Netflix reported its second-quarter earnings today, and during its conference call, CEO Reed Hastings beat the same drum he did during this year’s first-quarter call: kiosks and streams. Netflix continued on its anti-recession roll in the latest 3-month period, beating analysts’ average profit expectations. By the […]

Netflix reported its second-quarter earnings today, and during its conference call, CEO Reed Hastings beat the same drum he did during this year’s first-quarter call: kiosks and streams.

Netflix continued on its anti-recession roll in the latest 3-month period, beating analysts’ average profit expectations. By the numbers, Netflix subscriptions were up, with 10.6 million total subscribers at the end of the quarter, representing 26 percent year-over-year growth from 8.4 million over the same period last year, and a 3 percent bump over the first quarter of this year. Netflix added more than 1.9 million gross subscribers during this latest quarter, which was 40 percent above last year, but a 20 percent dip from the first quarter.
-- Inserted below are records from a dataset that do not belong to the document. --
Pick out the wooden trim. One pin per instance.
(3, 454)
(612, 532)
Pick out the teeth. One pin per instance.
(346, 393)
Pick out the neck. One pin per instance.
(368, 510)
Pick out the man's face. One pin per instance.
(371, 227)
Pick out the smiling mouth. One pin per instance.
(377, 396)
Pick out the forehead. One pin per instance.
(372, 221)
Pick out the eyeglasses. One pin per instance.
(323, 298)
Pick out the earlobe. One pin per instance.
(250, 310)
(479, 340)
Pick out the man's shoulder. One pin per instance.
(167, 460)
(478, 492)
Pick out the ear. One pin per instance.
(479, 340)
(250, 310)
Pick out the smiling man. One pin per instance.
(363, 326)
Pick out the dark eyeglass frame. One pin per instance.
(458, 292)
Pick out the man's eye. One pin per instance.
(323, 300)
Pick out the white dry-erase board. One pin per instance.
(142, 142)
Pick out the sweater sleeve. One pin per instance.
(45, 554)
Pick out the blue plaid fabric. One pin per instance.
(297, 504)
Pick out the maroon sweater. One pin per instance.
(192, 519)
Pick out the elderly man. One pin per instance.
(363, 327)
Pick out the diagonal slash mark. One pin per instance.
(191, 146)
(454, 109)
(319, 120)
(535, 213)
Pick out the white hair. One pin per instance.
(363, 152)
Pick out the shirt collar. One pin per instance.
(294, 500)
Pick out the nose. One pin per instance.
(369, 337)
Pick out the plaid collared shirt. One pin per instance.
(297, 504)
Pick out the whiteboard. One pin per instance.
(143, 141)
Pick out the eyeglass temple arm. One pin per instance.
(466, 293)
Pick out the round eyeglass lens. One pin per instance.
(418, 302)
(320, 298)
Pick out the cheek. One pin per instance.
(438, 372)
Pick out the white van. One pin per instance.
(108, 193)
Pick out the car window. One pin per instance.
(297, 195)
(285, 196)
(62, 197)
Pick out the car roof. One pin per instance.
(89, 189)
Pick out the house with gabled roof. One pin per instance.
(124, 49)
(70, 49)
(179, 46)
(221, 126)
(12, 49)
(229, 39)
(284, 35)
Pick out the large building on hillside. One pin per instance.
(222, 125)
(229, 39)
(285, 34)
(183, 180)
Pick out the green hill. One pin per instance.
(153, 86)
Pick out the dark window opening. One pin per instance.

Revenue for the second quarter was $408.5 million, which was 21 percent growth over the same time last year, and a 4 percent increase from the first quarter of this year.

During the Q&A, Hastings didn’t provide any real juicy tidbits, but here are some highlights:

REDBOX:
While he didn’t come out and say Redbox was the company’s top competitor like he did last quarter, Hastings noted that both Netflix and Redbox were growing while video stores were on the decline. He did say that Netflix has no interest in getting into the kiosk rental business.

STREAMING ONLY SUBSCRIPTION:
No streaming-only plans yet, and content appears to be part of the reason. Said Hastings, “When we talk to subs about streaming only, they want a lot of content,” and Netflix just doesn’t have the library to provide that yet. He said that the title count hasn’t grown much for the streaming service, but he was more interested in getting the right titles rather than just a lot of them. Spending more on content licensing for streaming is still a priority for the company.

Netflix has noticed more people going towards lower-priced plans, but wasn’t sure if this was attributable to streaming or the economy. Additionally, the number of people “trading down” their subscriptions has been counterbalanced by the number of people who trade up.

EPIX:
As we noted earlier this morning, subscriptions are becoming a popular business model for video content. Epix is the new pay TV/broadband channel from Paramount Lions Gate and MGM. Hastings pointed out that little is known about Epix, but that Starz used to have the standalone Vongo broadband service, and ditched it in favor of providing its content to partners like Netflix.

  1. leonard Fowler Sunday, July 26, 2009

    I would like to know why did your company withdraw $41.oo dollars unaythorized from my acount?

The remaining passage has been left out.